There is no single immunophenotypic marker diagnostic of HS. A wide panel is necessary to make a definite diagnosis and exclude the possible differential diagnoses.  CD68, lysozyme, CD11C, and CD14 help to determine histiocytic phenotype while LCA, CD45RO, and CD4 confirm the hematolymphoid nature of HS. In general, HS is negative for B-cell, T-cell, and Alk-1; and also do not express markers of other morphological mimics such as Langerhans cell histiocytosis, leukemia deposit, metastatic carcinoma, or melanoma.

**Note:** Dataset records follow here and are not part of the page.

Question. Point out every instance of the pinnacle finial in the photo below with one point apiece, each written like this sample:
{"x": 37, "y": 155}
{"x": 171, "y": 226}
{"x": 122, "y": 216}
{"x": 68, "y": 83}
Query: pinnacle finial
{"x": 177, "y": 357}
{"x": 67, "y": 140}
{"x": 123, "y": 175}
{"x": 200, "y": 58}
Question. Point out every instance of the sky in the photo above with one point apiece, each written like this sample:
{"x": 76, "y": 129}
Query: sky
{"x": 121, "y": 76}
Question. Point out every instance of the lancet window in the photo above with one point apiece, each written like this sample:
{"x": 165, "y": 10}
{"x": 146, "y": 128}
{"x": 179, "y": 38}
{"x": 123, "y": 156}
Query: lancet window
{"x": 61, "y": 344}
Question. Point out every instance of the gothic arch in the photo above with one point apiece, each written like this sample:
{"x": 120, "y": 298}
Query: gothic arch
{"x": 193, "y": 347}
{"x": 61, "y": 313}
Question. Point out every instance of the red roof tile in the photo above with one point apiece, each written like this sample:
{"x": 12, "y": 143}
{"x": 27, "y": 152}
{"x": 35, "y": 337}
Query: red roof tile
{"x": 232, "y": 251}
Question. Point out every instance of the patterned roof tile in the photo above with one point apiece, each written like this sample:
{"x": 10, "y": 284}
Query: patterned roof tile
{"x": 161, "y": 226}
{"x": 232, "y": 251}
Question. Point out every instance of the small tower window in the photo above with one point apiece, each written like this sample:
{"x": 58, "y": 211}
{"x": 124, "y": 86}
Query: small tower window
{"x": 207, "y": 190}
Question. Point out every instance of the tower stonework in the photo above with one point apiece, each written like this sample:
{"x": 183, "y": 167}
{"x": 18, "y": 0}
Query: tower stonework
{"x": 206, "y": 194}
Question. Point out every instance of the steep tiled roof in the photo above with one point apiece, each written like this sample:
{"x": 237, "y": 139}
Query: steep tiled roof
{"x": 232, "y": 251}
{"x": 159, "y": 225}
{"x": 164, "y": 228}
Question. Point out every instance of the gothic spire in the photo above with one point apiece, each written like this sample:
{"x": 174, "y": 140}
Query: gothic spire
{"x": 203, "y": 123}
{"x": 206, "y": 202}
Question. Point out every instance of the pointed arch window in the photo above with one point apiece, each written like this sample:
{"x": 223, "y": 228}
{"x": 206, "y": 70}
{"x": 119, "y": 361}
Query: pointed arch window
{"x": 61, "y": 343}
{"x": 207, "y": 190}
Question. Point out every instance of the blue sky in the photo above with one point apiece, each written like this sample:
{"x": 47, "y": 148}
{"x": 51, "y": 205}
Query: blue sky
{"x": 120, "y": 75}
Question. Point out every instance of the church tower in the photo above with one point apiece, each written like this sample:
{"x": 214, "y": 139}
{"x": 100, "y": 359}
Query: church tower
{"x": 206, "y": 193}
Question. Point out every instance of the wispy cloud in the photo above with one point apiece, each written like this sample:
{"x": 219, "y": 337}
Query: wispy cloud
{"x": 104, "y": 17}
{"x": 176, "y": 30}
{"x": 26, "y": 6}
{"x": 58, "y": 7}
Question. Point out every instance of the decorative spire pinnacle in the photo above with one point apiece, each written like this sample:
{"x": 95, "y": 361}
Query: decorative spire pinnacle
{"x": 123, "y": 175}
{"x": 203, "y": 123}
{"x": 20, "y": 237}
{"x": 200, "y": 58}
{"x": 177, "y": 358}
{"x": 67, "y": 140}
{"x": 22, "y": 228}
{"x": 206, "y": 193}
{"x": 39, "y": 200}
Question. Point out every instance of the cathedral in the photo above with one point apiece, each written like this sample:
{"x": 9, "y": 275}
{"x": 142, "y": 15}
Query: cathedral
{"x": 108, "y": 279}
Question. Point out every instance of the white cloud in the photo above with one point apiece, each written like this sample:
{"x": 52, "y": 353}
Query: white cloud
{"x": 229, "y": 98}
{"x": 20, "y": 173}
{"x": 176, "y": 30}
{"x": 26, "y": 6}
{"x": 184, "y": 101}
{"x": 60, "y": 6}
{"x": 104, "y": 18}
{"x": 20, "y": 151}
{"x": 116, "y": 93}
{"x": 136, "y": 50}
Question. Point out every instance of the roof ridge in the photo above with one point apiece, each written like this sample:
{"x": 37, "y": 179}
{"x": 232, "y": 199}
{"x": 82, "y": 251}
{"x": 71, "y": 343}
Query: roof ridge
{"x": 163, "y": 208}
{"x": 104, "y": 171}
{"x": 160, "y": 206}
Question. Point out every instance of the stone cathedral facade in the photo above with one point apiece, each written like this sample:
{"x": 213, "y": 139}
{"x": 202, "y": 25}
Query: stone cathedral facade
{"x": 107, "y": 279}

It is also important to differentiate HS from follicular dendritic cell tumor (FDCT) and interdigitating dendritic cell tumor (IDCT). In the present case, although fascin was positive, but negativity of tumor cells for CD21 and strong positivity for CD68 ruled out FDCT. Exact role of fascin in HS diagnosis has not been much described in the literature. Since fascin alone may be misleading for diagnosis, as in our case, a more definite FDC marker (CD21) should be used in conjuncture, to distinguish HS from FDCT. HS may also be morphologically confused with IDCT as both neoplasms have S-100 and CD68 positivity. Features like long dendritic cell processes, convulated nuclei, diffuse and stronger staining for S-100 and variable and often weaker staining for CD68 favor the diagnosis of IDCT.
Existing data of HS suggest that most of the cases present at a clinically advanced stage, follow an aggressive clinical course and have limited response to chemotherapy.  Only, a subset of cases presenting as clinically localized disease may have a favorable long-term outcome.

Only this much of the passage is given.